Diposting oleh eva yuanita di 4/30/2011 07:55:00 PM
PROLOG
Moyangku adalah keturunan Tionghoa perantauan dari Propinsi Guangdong, China bagian selatan dan telah menetap di Indonesia selama beberapa generasi. Aku berasal dari generasi keempat. Sejak lama, aku telah berkeinginan menghadirkan kisah-kisah tentang keluarga Tionghoaku. Di tanah perantauan yang kini juga telah menjadi tanah air kami, terdapat begitu banyak cerita, salah satu di antaranya adalah cerita berikut ini....***
Seperti juga bahasa-bahasa lain di seluruh dunia, di dalam bahasa Mandarin terdapat banyak sekali kata-kata yang berhomofon. 

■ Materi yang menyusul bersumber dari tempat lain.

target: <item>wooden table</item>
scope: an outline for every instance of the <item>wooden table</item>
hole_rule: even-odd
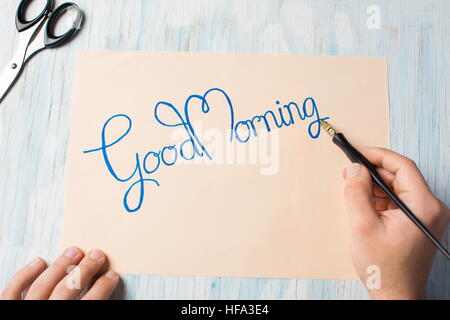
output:
[[[450,204],[450,1],[75,1],[85,12],[82,32],[67,46],[34,57],[0,105],[0,287],[32,257],[51,261],[60,250],[78,50],[387,57],[392,149],[414,159],[433,192]],[[0,2],[2,67],[17,46],[17,4]],[[449,242],[447,233],[444,244]],[[367,298],[359,281],[137,275],[123,280],[115,298]],[[450,297],[450,264],[441,255],[428,289],[429,298]]]

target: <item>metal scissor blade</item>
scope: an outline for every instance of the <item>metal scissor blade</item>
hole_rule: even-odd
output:
[[[16,64],[15,69],[12,68],[13,64]],[[18,65],[14,62],[14,60],[11,60],[10,64],[8,64],[3,70],[2,74],[0,75],[0,102],[16,82],[22,71],[22,66],[23,64]]]
[[[45,21],[43,19],[42,21]],[[22,72],[23,66],[25,64],[25,58],[29,58],[26,56],[27,48],[30,44],[30,41],[35,35],[36,31],[39,31],[39,27],[42,25],[42,22],[37,26],[30,28],[26,31],[23,31],[19,34],[19,47],[17,48],[16,53],[13,58],[8,62],[2,74],[0,75],[0,102],[8,93],[9,89],[14,85],[20,73]]]

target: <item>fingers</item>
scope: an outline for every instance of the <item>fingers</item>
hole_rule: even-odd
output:
[[[71,247],[45,269],[45,262],[37,258],[20,270],[6,286],[3,299],[75,299],[105,264],[106,257],[98,249],[83,252]],[[45,271],[44,271],[45,270]],[[68,271],[71,270],[69,274]],[[119,275],[108,271],[88,291],[85,299],[107,299],[119,282]]]
[[[109,270],[95,281],[82,300],[106,300],[111,296],[118,283],[119,275],[115,271]]]
[[[394,183],[395,176],[383,168],[377,168],[378,174],[381,176],[381,178],[384,180],[384,182],[387,183],[389,187],[392,188],[392,184]],[[373,184],[373,195],[375,197],[380,198],[387,198],[387,194],[382,191],[376,184]]]
[[[389,186],[392,186],[395,180],[395,175],[384,168],[377,168],[377,172],[381,178],[383,178],[384,182],[386,182]]]
[[[393,174],[406,166],[415,167],[412,160],[388,149],[364,147],[361,151],[375,166],[384,168]]]
[[[66,249],[64,253],[42,272],[36,281],[33,282],[30,289],[28,289],[25,299],[48,299],[58,282],[66,276],[68,268],[77,265],[81,258],[83,258],[83,255],[83,252],[77,247]]]
[[[75,299],[89,285],[91,279],[97,274],[105,262],[106,257],[103,252],[98,249],[91,250],[79,265],[56,285],[49,299]]]
[[[35,258],[19,270],[6,285],[1,294],[2,300],[21,300],[22,293],[44,271],[46,264],[41,258]]]
[[[380,170],[384,174],[384,176],[382,175],[383,179],[389,179],[387,172],[393,175],[392,185],[397,194],[410,191],[430,191],[425,179],[411,159],[383,148],[366,147],[362,149],[362,153],[376,167],[386,170]]]
[[[344,179],[350,225],[354,231],[366,233],[380,222],[373,204],[370,174],[365,167],[354,163],[344,170]]]

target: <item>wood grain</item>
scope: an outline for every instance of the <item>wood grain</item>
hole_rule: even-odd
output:
[[[83,30],[34,57],[0,105],[0,287],[34,256],[60,250],[64,163],[78,50],[382,56],[389,63],[392,149],[414,159],[450,204],[450,1],[77,0]],[[0,2],[0,65],[17,46],[18,1]],[[381,28],[369,29],[377,5]],[[151,75],[149,75],[151,76]],[[449,247],[447,235],[444,244]],[[431,299],[450,298],[438,255]],[[123,276],[114,298],[366,299],[359,281]]]

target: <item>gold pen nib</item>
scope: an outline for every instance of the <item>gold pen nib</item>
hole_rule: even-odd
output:
[[[320,125],[322,126],[322,129],[325,130],[330,136],[334,136],[336,134],[336,130],[334,130],[331,124],[325,120],[320,120]]]

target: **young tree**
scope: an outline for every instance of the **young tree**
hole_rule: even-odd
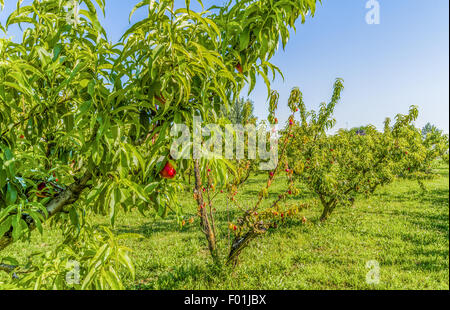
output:
[[[408,156],[404,163],[408,170],[403,177],[413,178],[426,190],[424,180],[436,176],[433,165],[440,159],[448,161],[448,135],[428,123],[422,130],[413,126],[408,128]]]
[[[391,182],[401,169],[406,171],[397,163],[403,162],[407,153],[403,148],[408,140],[404,130],[417,117],[417,109],[412,107],[408,115],[398,115],[393,129],[387,126],[384,133],[365,126],[329,135],[326,131],[334,126],[333,112],[342,89],[342,80],[338,79],[330,103],[322,103],[317,113],[300,106],[301,121],[294,126],[288,148],[294,177],[304,182],[322,204],[321,221],[337,207],[352,205],[356,194],[368,195]]]
[[[253,110],[253,101],[241,97],[232,102],[230,113],[227,113],[227,117],[232,124],[256,124],[257,118],[253,115]]]
[[[429,133],[436,131],[436,126],[432,125],[430,122],[426,123],[422,128],[422,137],[425,139]]]

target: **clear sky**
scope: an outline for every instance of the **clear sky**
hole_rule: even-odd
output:
[[[16,4],[5,2],[2,22]],[[137,2],[107,1],[103,25],[110,40],[117,41],[129,27],[128,14]],[[366,23],[367,0],[322,2],[315,17],[298,23],[286,50],[272,59],[285,76],[272,85],[280,93],[280,121],[287,119],[292,87],[300,87],[307,107],[316,109],[329,100],[335,78],[341,77],[345,90],[336,108],[336,128],[369,123],[382,128],[385,117],[418,105],[418,127],[431,122],[448,133],[449,1],[378,0],[378,25]],[[204,3],[208,6],[212,1]],[[259,118],[266,116],[266,96],[265,84],[259,80],[250,95]]]

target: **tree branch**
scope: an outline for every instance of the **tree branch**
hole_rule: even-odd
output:
[[[50,200],[46,206],[48,218],[62,212],[64,206],[73,204],[78,200],[83,190],[88,187],[87,183],[92,178],[92,172],[87,171],[84,176],[75,183],[69,185],[67,189],[62,191],[58,196]],[[36,228],[36,224],[31,216],[25,215],[24,220],[30,230]],[[13,242],[12,229],[0,237],[0,251],[4,250]]]

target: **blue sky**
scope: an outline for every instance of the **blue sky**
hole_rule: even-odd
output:
[[[2,22],[16,3],[5,2]],[[110,40],[117,41],[129,27],[128,14],[138,0],[107,2],[103,25]],[[336,128],[369,123],[382,128],[386,117],[418,105],[418,127],[431,122],[448,133],[449,1],[378,0],[379,25],[366,23],[367,0],[322,2],[315,17],[298,23],[286,50],[272,59],[285,76],[272,84],[280,93],[280,121],[287,119],[292,87],[300,87],[307,107],[316,109],[329,100],[335,78],[341,77],[345,90],[335,112]],[[266,96],[259,80],[250,95],[259,118],[266,116]]]

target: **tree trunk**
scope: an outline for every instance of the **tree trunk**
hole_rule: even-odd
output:
[[[321,222],[325,222],[327,219],[328,219],[328,216],[330,215],[330,209],[329,209],[329,207],[328,206],[325,206],[324,208],[323,208],[323,212],[322,212],[322,215],[320,216],[320,221]]]
[[[320,221],[325,222],[328,219],[328,215],[330,214],[330,202],[327,202],[325,200],[325,197],[321,194],[319,194],[320,202],[323,206],[322,215],[320,216]]]
[[[251,240],[258,236],[254,231],[249,231],[243,237],[236,237],[231,245],[230,253],[228,254],[227,264],[233,263],[233,267],[236,267],[239,255],[242,250],[250,243]]]
[[[376,184],[374,186],[371,186],[370,187],[370,193],[373,194],[375,192],[375,190],[377,189],[377,187],[378,187],[378,184]]]
[[[321,195],[320,201],[322,202],[323,205],[323,212],[322,215],[320,216],[320,221],[325,222],[330,216],[330,214],[333,212],[334,208],[336,207],[336,200],[327,202],[325,198]]]
[[[213,258],[213,261],[215,263],[219,262],[219,255],[217,253],[217,242],[216,242],[216,235],[214,233],[214,228],[210,223],[210,220],[208,218],[208,212],[206,210],[206,203],[204,203],[203,200],[203,194],[202,194],[202,179],[200,176],[200,167],[198,159],[194,162],[194,175],[195,175],[195,189],[194,193],[197,199],[197,204],[199,206],[199,212],[200,212],[200,225],[202,228],[203,233],[205,234],[206,240],[208,240],[208,248],[209,252],[211,253],[211,256]]]
[[[70,205],[78,200],[81,192],[87,187],[87,182],[92,178],[91,172],[86,172],[85,175],[77,182],[71,184],[66,190],[61,192],[58,196],[50,200],[47,205],[48,218],[54,216],[55,214],[61,212],[66,205]],[[24,221],[28,224],[28,228],[33,230],[36,228],[34,220],[28,216],[24,215]],[[12,230],[6,232],[0,237],[0,251],[4,250],[13,242]]]

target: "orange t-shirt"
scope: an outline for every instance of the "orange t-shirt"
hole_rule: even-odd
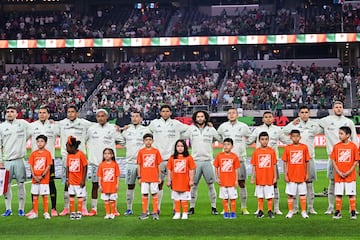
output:
[[[240,167],[238,156],[233,153],[219,153],[214,160],[215,168],[219,168],[220,186],[234,187],[236,179],[236,170]]]
[[[158,182],[159,165],[162,158],[156,148],[142,148],[138,152],[137,164],[140,167],[141,182]]]
[[[190,175],[189,171],[196,168],[195,161],[192,156],[184,157],[178,155],[176,159],[171,156],[168,163],[167,169],[171,171],[171,189],[177,192],[190,191]]]
[[[282,160],[287,162],[290,182],[302,183],[306,180],[306,162],[310,160],[308,147],[305,144],[290,144],[285,147]]]
[[[277,163],[274,149],[271,147],[255,149],[250,163],[255,166],[256,185],[274,185],[274,171]]]
[[[39,177],[41,176],[47,166],[52,165],[51,153],[44,150],[35,150],[30,154],[29,165],[33,167],[34,175]],[[40,184],[49,184],[50,181],[50,171],[48,171],[43,179],[41,179]],[[34,179],[32,179],[32,183],[36,183]]]
[[[334,145],[333,151],[330,154],[330,159],[335,160],[335,164],[341,172],[347,172],[355,161],[359,161],[359,152],[356,145],[353,142],[348,144],[337,143]],[[335,182],[353,182],[356,181],[355,169],[346,178],[340,177],[340,175],[334,171]]]
[[[101,192],[116,193],[117,180],[120,176],[119,165],[115,161],[103,161],[100,163],[97,176],[101,177]]]
[[[69,184],[80,185],[84,178],[84,167],[87,166],[85,154],[78,150],[75,154],[68,154],[66,167],[69,168]]]

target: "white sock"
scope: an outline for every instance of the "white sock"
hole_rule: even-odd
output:
[[[64,208],[69,208],[69,203],[70,203],[69,192],[64,191]]]
[[[26,199],[25,184],[18,183],[18,188],[19,209],[24,210]]]
[[[293,211],[297,212],[299,211],[299,195],[296,194],[293,199]]]
[[[8,187],[8,191],[7,191],[7,193],[5,193],[4,197],[5,197],[6,210],[8,210],[8,209],[11,210],[12,191],[11,191],[10,184]]]
[[[160,210],[161,208],[161,200],[162,200],[162,197],[163,197],[163,190],[159,190],[158,192],[158,209]]]
[[[328,209],[334,209],[334,201],[335,201],[335,182],[333,179],[330,179],[329,188],[328,188]]]
[[[83,197],[82,209],[87,209],[87,196]]]
[[[208,184],[211,207],[216,208],[216,190],[213,183]]]
[[[280,210],[279,208],[279,204],[280,204],[280,192],[279,192],[279,188],[275,188],[274,189],[274,210]]]
[[[127,204],[127,209],[132,210],[132,204],[134,201],[134,189],[128,189],[126,191],[126,204]]]
[[[198,191],[198,186],[194,184],[190,189],[190,194],[191,194],[190,208],[195,208],[197,191]]]
[[[308,199],[308,209],[314,209],[314,186],[313,183],[306,183],[306,193],[307,193],[307,199]]]
[[[97,199],[91,199],[91,208],[97,210],[97,203],[98,200]]]
[[[247,191],[246,187],[240,188],[241,208],[246,208]]]

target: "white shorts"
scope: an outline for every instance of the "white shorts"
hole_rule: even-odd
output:
[[[190,191],[189,192],[177,192],[177,191],[171,191],[171,199],[175,201],[188,201],[191,199]]]
[[[220,187],[219,197],[221,199],[237,199],[238,193],[235,187]]]
[[[288,195],[296,196],[299,195],[306,195],[306,182],[302,183],[295,183],[289,182],[286,183],[285,193]]]
[[[155,194],[159,192],[159,183],[141,183],[141,194]]]
[[[93,183],[99,182],[99,177],[97,176],[97,171],[99,169],[99,166],[96,166],[95,164],[91,164],[90,167],[91,167],[91,172],[90,172],[91,182]]]
[[[80,187],[80,185],[69,185],[69,195],[75,195],[76,197],[86,197],[86,187]]]
[[[118,198],[117,193],[102,193],[101,194],[101,199],[104,201],[116,201],[116,199]]]
[[[256,185],[255,196],[257,198],[274,198],[274,185]]]
[[[356,181],[353,182],[336,182],[335,195],[355,196],[356,195]]]
[[[49,184],[39,184],[39,183],[31,184],[31,194],[49,195],[50,194]]]

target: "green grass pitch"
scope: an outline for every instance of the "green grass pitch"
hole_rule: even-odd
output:
[[[317,150],[317,155],[323,152]],[[119,151],[123,154],[123,150]],[[326,155],[324,155],[326,157]],[[325,158],[324,157],[324,158]],[[63,185],[56,180],[58,189],[58,210],[63,208]],[[318,181],[315,183],[315,192],[320,193],[327,187],[326,172],[318,172]],[[359,186],[359,184],[358,184]],[[309,219],[302,219],[295,215],[286,219],[287,197],[283,176],[279,180],[281,193],[280,208],[284,215],[274,219],[256,219],[253,214],[240,215],[240,201],[237,203],[237,219],[223,219],[222,215],[210,215],[210,203],[204,181],[199,187],[199,196],[195,208],[195,215],[188,220],[172,220],[172,201],[170,190],[165,187],[162,209],[159,221],[152,219],[140,221],[138,215],[141,210],[141,195],[139,185],[136,186],[134,212],[135,215],[125,217],[123,214],[115,220],[104,220],[103,201],[98,202],[98,216],[84,217],[81,221],[70,221],[67,217],[56,217],[51,220],[42,218],[42,201],[39,201],[39,218],[27,220],[16,216],[17,189],[13,188],[13,212],[11,217],[0,217],[1,239],[359,239],[357,233],[358,221],[349,219],[348,199],[343,201],[343,218],[334,220],[324,215],[327,207],[326,197],[315,198],[315,209],[318,215],[310,215]],[[26,184],[26,211],[31,208],[30,184]],[[248,209],[253,213],[257,208],[254,197],[255,186],[247,182]],[[218,189],[218,186],[217,186]],[[359,190],[359,189],[358,189]],[[91,183],[87,183],[87,191],[91,191]],[[126,185],[121,180],[118,209],[120,213],[126,210]],[[5,209],[3,197],[0,200],[0,210]],[[49,201],[50,202],[50,201]],[[264,202],[266,209],[266,201]],[[218,199],[218,209],[221,210],[221,201]],[[88,201],[90,208],[90,201]]]

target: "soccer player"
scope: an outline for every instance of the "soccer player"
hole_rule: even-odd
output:
[[[341,218],[342,196],[349,196],[350,219],[356,219],[356,172],[359,152],[357,146],[350,141],[351,128],[340,127],[340,142],[335,144],[330,155],[334,167],[336,211],[333,218]]]
[[[268,217],[274,218],[272,202],[274,198],[274,184],[277,181],[276,153],[268,146],[269,134],[259,134],[260,147],[256,148],[251,157],[251,183],[256,183],[255,195],[258,198],[257,218],[264,217],[264,198],[267,199]]]
[[[220,135],[214,127],[208,126],[210,116],[205,111],[196,111],[192,115],[194,125],[184,133],[184,138],[189,138],[192,147],[192,156],[196,163],[194,185],[191,187],[191,201],[189,214],[195,213],[195,203],[197,199],[198,184],[201,176],[204,176],[209,189],[211,203],[211,214],[219,214],[216,209],[216,190],[214,182],[216,181],[215,172],[212,165],[214,140],[221,141]]]
[[[32,175],[31,194],[33,198],[33,212],[27,216],[28,219],[38,217],[39,195],[42,196],[44,205],[44,218],[50,219],[48,195],[50,193],[50,167],[53,164],[51,153],[45,149],[47,137],[39,135],[36,137],[37,150],[29,157],[30,171]]]
[[[120,144],[126,147],[126,204],[127,210],[124,215],[133,214],[132,205],[134,201],[134,189],[137,176],[137,154],[144,146],[143,136],[149,133],[148,128],[141,125],[142,116],[140,112],[131,113],[131,124],[121,133]]]
[[[291,144],[292,142],[287,136],[285,136],[285,134],[283,133],[283,131],[281,130],[280,127],[275,126],[273,124],[274,115],[272,112],[265,111],[263,113],[262,121],[263,121],[263,124],[255,128],[255,130],[248,137],[246,143],[248,145],[251,145],[256,142],[256,147],[257,148],[260,147],[260,142],[258,141],[259,135],[261,132],[267,132],[269,134],[269,147],[271,147],[272,149],[275,150],[276,157],[277,157],[277,159],[279,159],[279,150],[278,150],[277,142],[280,141],[284,144]],[[277,169],[277,167],[276,167],[276,169]],[[278,169],[276,171],[277,171],[277,177],[279,178]],[[279,189],[277,187],[277,183],[274,183],[274,193],[275,193],[275,195],[274,195],[274,213],[277,215],[281,215],[282,212],[280,211],[280,208],[279,208],[280,193],[279,193]]]
[[[224,218],[236,218],[236,199],[238,198],[236,187],[238,185],[239,157],[231,152],[234,142],[231,138],[224,139],[224,152],[216,155],[214,167],[217,182],[220,184],[220,198],[224,207]],[[229,211],[230,204],[230,211]]]
[[[18,215],[25,216],[25,164],[26,140],[28,139],[29,123],[22,119],[16,119],[18,113],[14,106],[7,106],[5,122],[0,124],[0,168],[10,171],[10,181],[5,196],[6,211],[3,217],[12,215],[11,200],[11,180],[16,179],[18,186],[19,209]]]
[[[359,146],[359,140],[357,137],[355,125],[353,121],[344,114],[343,103],[340,101],[335,101],[332,108],[334,115],[326,116],[319,120],[319,125],[322,128],[322,132],[325,134],[326,140],[326,151],[328,156],[332,153],[333,146],[339,141],[339,129],[342,126],[347,126],[351,129],[351,132],[354,133],[350,136],[350,140],[355,143],[356,146]],[[328,188],[328,209],[325,214],[333,214],[334,213],[334,166],[332,161],[328,162],[328,172],[327,177],[329,178],[329,188]]]
[[[194,184],[195,161],[189,153],[185,140],[175,143],[174,155],[168,161],[167,186],[171,187],[171,198],[174,200],[175,214],[173,219],[188,219],[190,187]],[[181,216],[180,208],[183,213]]]
[[[142,214],[139,219],[144,220],[149,216],[147,214],[147,207],[149,202],[149,194],[152,195],[153,200],[153,219],[159,220],[158,214],[158,192],[159,183],[161,182],[161,168],[160,164],[162,158],[160,151],[152,147],[153,135],[147,133],[143,136],[145,147],[139,150],[137,157],[138,164],[138,179],[141,184],[142,194]]]
[[[287,126],[283,128],[283,131],[288,135],[291,130],[298,129],[301,134],[301,143],[304,143],[310,153],[310,171],[309,178],[306,182],[306,195],[308,200],[308,213],[317,214],[314,209],[314,187],[313,182],[316,181],[316,167],[315,167],[315,149],[314,149],[314,139],[317,134],[321,132],[321,128],[317,121],[310,119],[310,109],[307,106],[301,106],[298,112],[299,117],[290,122]],[[298,196],[294,199],[294,208],[293,212],[298,212]]]
[[[66,159],[66,182],[70,196],[70,220],[80,220],[82,217],[83,199],[86,197],[86,174],[88,162],[85,154],[78,150],[80,141],[69,136],[66,142],[68,152]],[[75,197],[78,199],[77,212],[75,212]]]
[[[246,139],[251,134],[251,131],[245,123],[238,121],[238,111],[236,108],[230,108],[227,112],[229,121],[222,123],[218,128],[218,133],[222,137],[231,138],[234,141],[232,152],[235,153],[240,159],[240,168],[238,169],[238,184],[240,186],[240,199],[241,199],[241,213],[249,214],[246,207],[247,191],[245,180],[246,174]]]
[[[115,159],[115,152],[112,148],[105,148],[103,161],[98,167],[99,188],[101,199],[104,200],[104,219],[114,219],[116,212],[116,199],[118,197],[120,168]]]
[[[301,216],[309,218],[306,212],[306,181],[309,178],[310,154],[307,146],[300,143],[300,131],[293,129],[290,132],[292,144],[285,147],[282,160],[284,161],[284,178],[286,194],[288,194],[289,212],[286,218],[292,218],[294,197],[300,196]]]
[[[163,196],[163,184],[167,175],[166,164],[172,155],[176,140],[180,139],[188,126],[181,122],[171,119],[172,111],[169,105],[160,107],[160,118],[151,121],[148,126],[149,131],[154,136],[154,147],[160,151],[163,162],[161,163],[161,182],[159,184],[159,213]]]
[[[74,136],[80,141],[79,150],[85,153],[85,142],[86,142],[86,133],[88,128],[93,124],[83,118],[79,118],[78,109],[75,105],[70,105],[67,108],[67,118],[58,122],[59,131],[60,131],[60,146],[61,146],[61,156],[63,163],[66,162],[67,151],[66,151],[66,142],[69,136]],[[83,199],[83,209],[82,216],[87,216],[87,204],[86,204],[86,195]],[[64,210],[60,213],[60,216],[65,216],[69,214],[69,193],[67,186],[64,188]]]
[[[38,113],[39,119],[30,123],[29,134],[31,135],[31,148],[32,151],[37,150],[36,138],[39,135],[45,135],[47,137],[47,143],[45,148],[51,153],[52,164],[50,166],[50,199],[51,199],[51,216],[56,217],[58,215],[56,211],[56,198],[57,191],[55,185],[55,142],[56,137],[59,135],[59,127],[56,123],[50,122],[50,112],[47,106],[41,106]],[[31,214],[31,211],[27,214]]]
[[[98,109],[96,111],[96,124],[89,127],[86,134],[86,145],[88,161],[91,167],[91,211],[88,216],[97,214],[97,200],[99,179],[97,176],[98,166],[103,161],[103,151],[105,148],[110,148],[116,151],[115,142],[121,140],[121,134],[116,129],[115,125],[108,123],[108,112],[105,109]],[[116,205],[115,205],[116,207]],[[116,210],[116,209],[115,209]],[[115,215],[119,213],[115,211]]]

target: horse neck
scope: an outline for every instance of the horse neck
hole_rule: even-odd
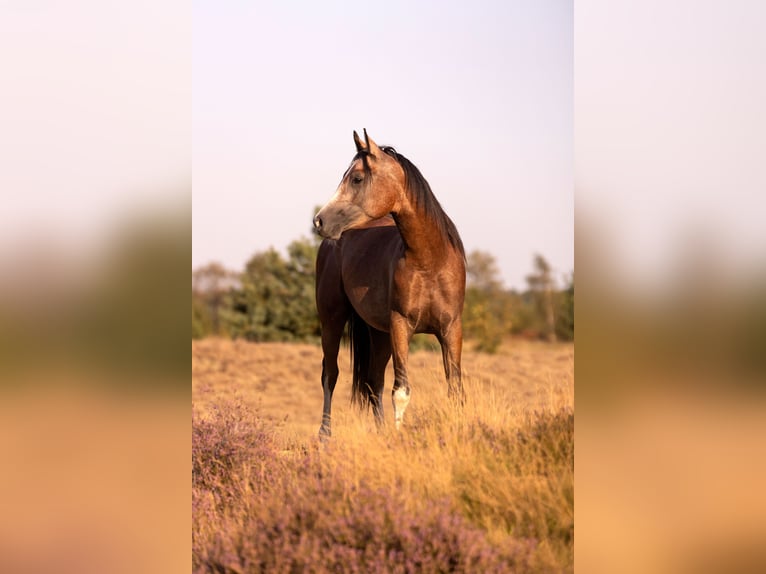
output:
[[[404,242],[405,257],[420,265],[441,262],[450,249],[449,240],[435,221],[418,210],[409,196],[402,207],[393,213],[394,221]]]

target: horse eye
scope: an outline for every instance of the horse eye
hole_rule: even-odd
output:
[[[362,176],[360,176],[360,175],[355,175],[355,176],[353,176],[353,177],[351,178],[351,182],[352,182],[352,183],[356,183],[356,184],[359,184],[359,183],[362,183],[362,181],[363,181],[363,178],[362,178]]]

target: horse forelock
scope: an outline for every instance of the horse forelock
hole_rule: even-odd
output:
[[[354,164],[357,160],[362,160],[362,167],[364,169],[365,176],[369,176],[372,173],[372,169],[370,168],[370,162],[368,161],[368,157],[374,157],[369,151],[366,149],[359,150],[356,152],[353,158],[351,158],[351,163],[348,164],[348,168],[346,168],[346,172],[343,174],[343,179],[346,178],[346,176],[351,172],[351,168],[354,167]]]

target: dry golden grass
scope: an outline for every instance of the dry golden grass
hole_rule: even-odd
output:
[[[195,570],[215,571],[224,562],[232,571],[252,569],[252,561],[264,560],[264,552],[275,544],[291,550],[260,562],[259,568],[279,565],[292,571],[307,556],[322,556],[318,548],[345,548],[356,556],[351,562],[360,562],[328,558],[312,571],[336,571],[338,564],[342,571],[389,571],[392,563],[380,556],[404,545],[411,549],[405,554],[416,561],[462,560],[457,571],[471,571],[481,560],[493,568],[500,564],[500,570],[492,571],[572,570],[571,344],[509,341],[494,356],[465,352],[467,402],[462,409],[447,400],[441,355],[412,353],[413,394],[402,432],[393,429],[388,405],[382,431],[371,413],[351,406],[348,350],[341,352],[333,438],[321,445],[318,347],[193,342],[192,400],[198,417],[193,452],[199,453],[195,465],[203,465],[198,478],[206,477],[208,485],[193,490],[200,509],[193,519]],[[391,379],[389,369],[387,395]],[[267,442],[280,453],[278,460],[264,454],[265,437],[271,437]],[[250,448],[252,454],[242,453]],[[261,462],[254,466],[253,461]],[[228,470],[218,477],[215,468]],[[270,478],[265,480],[263,473]],[[359,492],[382,496],[374,502],[382,515],[369,515],[372,501],[360,499]],[[214,499],[213,506],[205,502]],[[313,526],[305,526],[307,512],[319,522],[312,518]],[[350,534],[338,533],[346,524],[344,516],[354,524]],[[420,523],[420,516],[437,518]],[[449,516],[468,525],[454,527],[459,537],[470,539],[470,529],[477,528],[480,539],[465,543],[469,546],[442,540],[433,556],[416,550],[423,528],[434,529],[437,538],[454,530],[444,526]],[[295,520],[299,526],[290,526]],[[400,528],[380,533],[391,521]],[[277,534],[265,535],[264,528]],[[371,529],[374,542],[359,541],[365,528]],[[364,548],[383,554],[371,557]],[[414,571],[441,568],[417,563],[421,566]]]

Begitu pula dengan bahasa Kuantong Khaiphing, sebuah bahasa daerah dari Kabupaten Khaiphing, Propinsi Guangdong, China bagian selatan. Ada begitu banyak kata-kata yang serupa pengucapannya tetapi berlainan arti. Misalnnya kata mbai. Apabila diucapkan mbaei seolah-olah ada huruf e di antara huruf a dan i, itu artinya membeli. Kalau dilafalkan seperti kata 'baik' dalam bahasa Indonesia, artinya akan berubah menjadi menjual – kebalikan dari membeli tadi. Sedangkan jika disebut mbaai dengan huruf a sedikit panjang, artinya adalah beras. 
Contoh lain adalah kata sui. Jika diucapkan dengan nada bertanya, artinya adalah: 'siapa?'. Kalau disebut sambil menunjuk sesuatu, kemungkinan besar yang ditunjuk adalah benda cair karena 'sui' bisa juga berarti air. Nah, kalau disebut dengan nada ketus sambil marah-marah, artinya bisa berubah menjadi umpatan: 'sial!' 
Almarhumah Nenekku dari pihak Ayah, semasa mudanya pernah memiliki sebuah pengalaman yang tak terlupakan dengan kata-kata berhomofon ini. Kejadiannya pada suatu sore yang cerah di tahun 1933. Saat itu Nenekku berusia sekitar sepuluh atau sebelas tahun. Sore itu, dia sedang asyik berdiri di atas langkan – teras loteng rumahnya, ketika sesorang meneriakkan namanya. 
"Cungho! Cungho! Kemari!" 
Nenek melongokkan kepala melihat ke bawah. Rupanya yang memanggilnya adalah Alung, salah satu pegawai senior Kakek Buyut. 
"Apa?" Nenek balas berteriak dari atas langkan. 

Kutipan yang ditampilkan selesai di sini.